There’s no question that the issue of transgender rights has taken society by storm and in a hurry, and it will take some time to sort out how to deal with all the issues that come up. But is this really a necessary topic for state legislation? I especially ask that question in light of the fact that it is being proposed by Republican legislators who are supposed to belong to the party of local control and staying out of people’s personal business.
Maybe it would be better for our state government to just send the simple message that these questions should be handled by local school districts and by the teachers and administrators on the front lines, in a manner that is as compassionate and as sensitive as possible, and see how that works. If discrimination is the result, well, then we might need legislation to protect the rights of transgender kids — exactly the opposite of what the legislators are proposing — but let’s see how things play out in the real world first. I trust the adults running the schools in their local communities more than I do legislators in Madison right now.
But this, of course, has nothing to do with legislators trying to solve a real problem anyway. It’s just another salvo in the culture wars. We’ve got a white, Christian, straight majority that looks around and sees the world becoming more black, brown and Asian, more secular and more Islamic, and more accepting of gay and transgender communities. For whatever reason, the current majority sees these things as a grave threat that must be resisted.
What I have a hard time understanding is why it seems so cataclysmic to them. Nobody is talking or even thinking about impinging on the rights of Christians to practice their religions or for white folks to preserve and celebrate their European cultural heritages or for heterosexuals to live and love as such. As a straight guy I could never understand the argument that gay marriages would somehow threaten my own. And it seems to me that if Christians should ever become a minority in this country, then the best way for them to put their minds at ease would be to treat those who practice other religions or who practice no religion just as they would want to be treated if they were in the minority. On the other hand, setting a tone of intolerance now doesn’t bode well for those who might find themselves in the minority going forward.
So, people have every right to hunker down if they want and retreat from a world that is changing in ways that make them uncomfortable. As a wise man once said, ‘You can just go and live in a trailer down by the river!’ But for those of us who would like to remain engaged in the world, we have to accept the changes that are happening.

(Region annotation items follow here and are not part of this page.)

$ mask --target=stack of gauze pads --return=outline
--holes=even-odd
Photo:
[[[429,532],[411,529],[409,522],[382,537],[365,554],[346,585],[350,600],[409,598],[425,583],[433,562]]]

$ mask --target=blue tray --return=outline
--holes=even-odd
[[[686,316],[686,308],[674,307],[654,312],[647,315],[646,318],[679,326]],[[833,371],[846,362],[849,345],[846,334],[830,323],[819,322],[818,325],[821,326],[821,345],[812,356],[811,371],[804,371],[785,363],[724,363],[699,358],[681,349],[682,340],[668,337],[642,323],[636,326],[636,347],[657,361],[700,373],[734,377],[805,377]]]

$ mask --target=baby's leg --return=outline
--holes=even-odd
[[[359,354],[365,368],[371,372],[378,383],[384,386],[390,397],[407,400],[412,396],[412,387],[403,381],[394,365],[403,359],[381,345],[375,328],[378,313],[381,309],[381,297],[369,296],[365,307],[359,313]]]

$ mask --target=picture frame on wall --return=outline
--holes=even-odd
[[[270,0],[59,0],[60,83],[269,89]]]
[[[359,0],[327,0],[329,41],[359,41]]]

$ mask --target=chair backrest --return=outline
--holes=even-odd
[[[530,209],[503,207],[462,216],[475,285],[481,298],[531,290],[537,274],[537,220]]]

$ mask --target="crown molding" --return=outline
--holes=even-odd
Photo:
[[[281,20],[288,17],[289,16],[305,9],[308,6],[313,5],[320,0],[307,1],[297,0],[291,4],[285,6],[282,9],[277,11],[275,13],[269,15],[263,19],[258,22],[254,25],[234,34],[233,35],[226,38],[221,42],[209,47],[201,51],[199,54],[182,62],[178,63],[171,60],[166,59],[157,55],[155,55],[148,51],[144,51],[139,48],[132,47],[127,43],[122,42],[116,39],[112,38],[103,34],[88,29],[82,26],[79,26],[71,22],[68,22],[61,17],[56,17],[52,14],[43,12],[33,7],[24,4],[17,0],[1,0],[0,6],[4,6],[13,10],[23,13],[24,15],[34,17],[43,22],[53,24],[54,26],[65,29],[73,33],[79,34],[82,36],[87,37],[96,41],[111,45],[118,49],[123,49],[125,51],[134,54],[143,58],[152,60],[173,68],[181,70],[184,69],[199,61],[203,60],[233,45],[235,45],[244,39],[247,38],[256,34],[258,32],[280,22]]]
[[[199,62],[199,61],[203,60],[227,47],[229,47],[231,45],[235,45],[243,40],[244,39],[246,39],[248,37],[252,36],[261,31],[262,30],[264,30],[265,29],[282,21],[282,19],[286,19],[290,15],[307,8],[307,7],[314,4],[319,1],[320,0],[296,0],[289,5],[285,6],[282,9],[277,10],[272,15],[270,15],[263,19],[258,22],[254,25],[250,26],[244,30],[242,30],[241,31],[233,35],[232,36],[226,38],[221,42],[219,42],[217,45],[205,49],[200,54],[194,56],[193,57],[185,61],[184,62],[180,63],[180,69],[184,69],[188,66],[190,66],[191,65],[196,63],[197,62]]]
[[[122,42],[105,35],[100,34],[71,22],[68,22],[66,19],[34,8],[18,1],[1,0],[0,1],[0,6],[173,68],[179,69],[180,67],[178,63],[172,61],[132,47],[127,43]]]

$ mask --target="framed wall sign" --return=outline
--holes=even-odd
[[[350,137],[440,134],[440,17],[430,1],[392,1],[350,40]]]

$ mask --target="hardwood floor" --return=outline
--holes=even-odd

I will live the rest of my life as a straight, white man and — who knows? — as I get older maybe someday I’ll even rediscover my Catholicism. There are two things I can’t change: the fundamentals of who I am and the broad demographic changes that are already well under way. To cling to a past where my people (straight, white guys) ran everything is to guarantee getting run over by the future.
The world is heading in the direction of more acceptance of beliefs and ways of living that might be described as “nontraditional” — although I know a lot of people who are extremely traditional in their views while being gay or atheist or transgender at the same time.
So, the school bathroom bill isn’t just silly; it’s a reflection of a broader, irrational fear (it’s not too much to think of it as paranoia) from a group that feels that it is losing its grip on America. They are, but it’s not the end of the world. It is the world.